What’s wrong with "The Life Aquatic" is the story. The sets are incredible, rich with detail impossible to take in all in one viewing, and Zissou’s ship, the Belafonte, must have been a blast for the cast and crew to work in. But Zissou himself seems an enigma. Too much of Steve’s past, as a man and as a filmmaker, is left a mystery. It’s as if Wes Anderson spent so much time specifying what color which room should be and what gizmos the Belafonte should have, he forgot to create characters to inhabit his elaborate sets. Since Steve is at the center of the story, the lack of understanding extends to other characters as well, especially Zissou’s wife Eleanor (Angelica Huston), whose ambivalence towards her husband lacks any concrete motivation.
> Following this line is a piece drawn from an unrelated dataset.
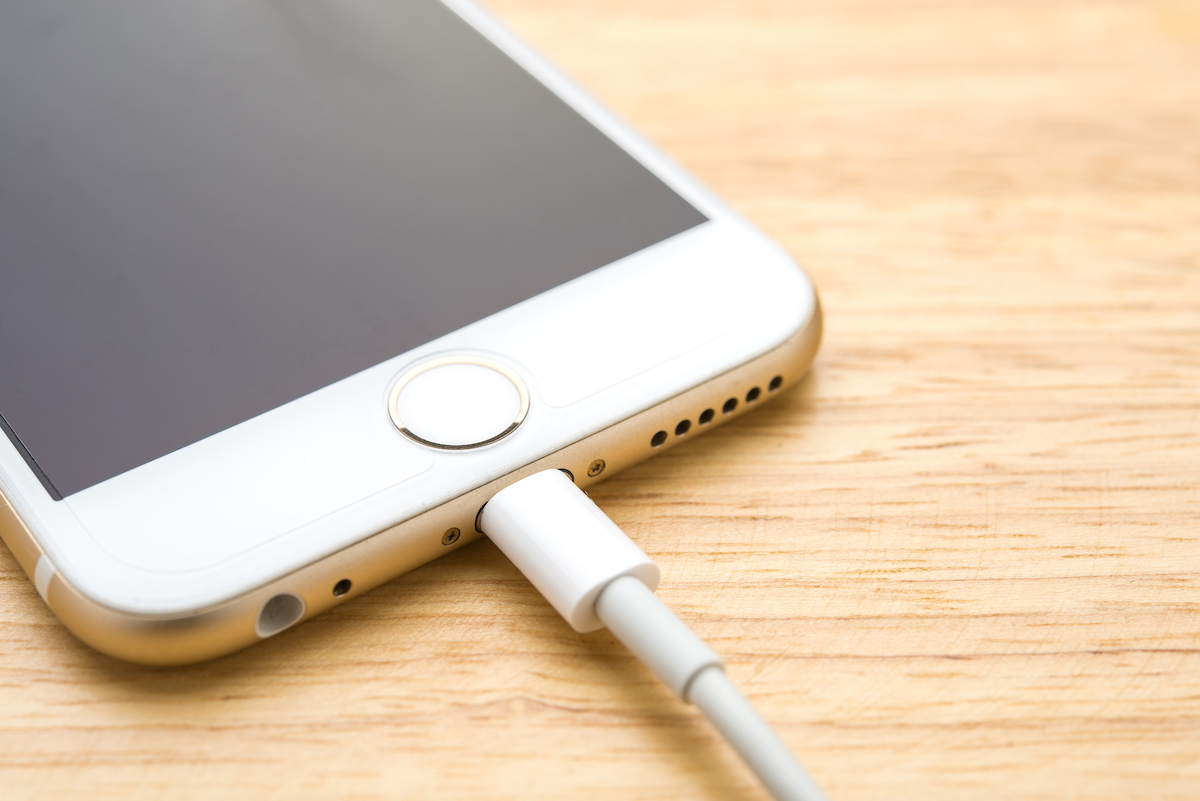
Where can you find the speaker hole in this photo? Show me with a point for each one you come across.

There are some good things about "The Life Aquatic." All the actors, especially Bill Murray, do their best with the material they’ve been given, sometimes even turning poorly written scenes into gems. And the jaguar shark is truly a sight to behold. Ultimately, though, "The Life Aquatic" just feels sloppy, and whatever you want to call Wes Anderson’s previous movies, they were not that.

The life poetic

by Eric Macey

On Dec. 25, something occurred that was even more exciting than an international religious holiday giving most of us the day off work. The new, long-awaited film by Austin director Wes Anderson, "The Life Aquatic with Steve Zissou," opened in theaters across the country.

Why is it more exciting than a religious holiday, you ask? Because everyone can enjoy it.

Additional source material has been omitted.